Let's be honest - if it wasn't an informal setting among friends and he was actually pitching a business idea to investors he wouldn't get away with talking for so long. If this was The Apprentice or Dragon's Den he'd get cut off mid-flow.
Although you clearly respect your friend's right to speak and don't want to offend him, actually in this informal setting you probably have a lot more leeway to speak frankly without causing offence than you would if it was formal.
To encourage him to get the point and bring the subject to a conclusion, I would try this approach - interrupt him at an appropriate point, but stay on the subject. You're cutting him off, but you're not shutting him down.

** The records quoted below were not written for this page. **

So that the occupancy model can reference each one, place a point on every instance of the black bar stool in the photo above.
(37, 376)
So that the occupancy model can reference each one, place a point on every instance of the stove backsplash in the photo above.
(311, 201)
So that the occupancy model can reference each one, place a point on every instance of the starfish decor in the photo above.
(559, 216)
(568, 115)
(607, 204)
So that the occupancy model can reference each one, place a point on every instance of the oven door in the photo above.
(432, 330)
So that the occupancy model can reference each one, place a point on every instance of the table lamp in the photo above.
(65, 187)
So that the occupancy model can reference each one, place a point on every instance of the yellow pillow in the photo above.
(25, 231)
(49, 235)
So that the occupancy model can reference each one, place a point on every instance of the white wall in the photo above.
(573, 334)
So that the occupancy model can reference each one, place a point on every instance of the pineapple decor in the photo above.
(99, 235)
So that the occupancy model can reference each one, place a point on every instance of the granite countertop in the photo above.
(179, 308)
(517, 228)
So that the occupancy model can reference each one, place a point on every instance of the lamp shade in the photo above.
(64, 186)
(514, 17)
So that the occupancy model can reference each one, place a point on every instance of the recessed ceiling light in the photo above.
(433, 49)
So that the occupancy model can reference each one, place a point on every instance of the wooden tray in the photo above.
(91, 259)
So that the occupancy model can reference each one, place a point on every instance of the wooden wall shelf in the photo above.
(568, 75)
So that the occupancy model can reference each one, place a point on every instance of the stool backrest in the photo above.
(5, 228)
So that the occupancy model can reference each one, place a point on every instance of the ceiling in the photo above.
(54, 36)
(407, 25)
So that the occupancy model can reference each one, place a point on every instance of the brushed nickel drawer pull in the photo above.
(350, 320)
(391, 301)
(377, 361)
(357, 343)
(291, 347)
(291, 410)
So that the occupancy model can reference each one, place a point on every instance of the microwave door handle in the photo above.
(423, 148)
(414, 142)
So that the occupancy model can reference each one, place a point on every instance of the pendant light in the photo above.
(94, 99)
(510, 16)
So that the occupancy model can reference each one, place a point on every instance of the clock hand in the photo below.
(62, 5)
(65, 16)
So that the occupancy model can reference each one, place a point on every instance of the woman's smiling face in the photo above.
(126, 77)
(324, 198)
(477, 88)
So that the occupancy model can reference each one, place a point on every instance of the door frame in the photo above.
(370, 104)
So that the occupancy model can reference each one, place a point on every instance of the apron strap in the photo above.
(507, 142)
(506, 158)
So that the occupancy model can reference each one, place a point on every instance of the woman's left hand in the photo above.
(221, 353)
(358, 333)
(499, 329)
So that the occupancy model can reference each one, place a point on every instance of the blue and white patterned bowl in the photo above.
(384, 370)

This sales pitch is a bit long. You'd never get anyone to invest with a drawn-out pitch like this. Let's break this down. Your business idea is to buy things cheaply direct from China, then resell them at a profit on sites like Amazon?
This shows (i) that you have been listening to him because you have been able to summarise his pitch, and (ii) that you are interested in it because your criticism is constructive and you want to make it better.
See how he responds. Hopefully what he says from here on will be shorter and to the point, and the subject will soon be exhausted. It may be that he was meandering and repeating himself because you were just letting him speak openly without interruption.
Interrupting someone isn't always rude. Sometimes people just talk and talk until they get something back from the other party. Look for them pausing, slowing down, or sending non-verbal signals that they have exhausted what they want to say. But even if you don't get any of those signals, when someone has dominated the conversation for long enough it is fair to interrupt.
If this approach doesn't shorten his pitch and bring the subject to a conclusion, then you could say:
Well I am interested in what you have to say, but I don't want to talk about business all night.
Either invite him to "wrap things up" if he still has something left to say and you don't want to offend him, or feel free to call time on it and change the subject if you've had enough. Being honest with him is better than just seeing less of him, because at least he has the choice to modify the behaviour that is getting you down.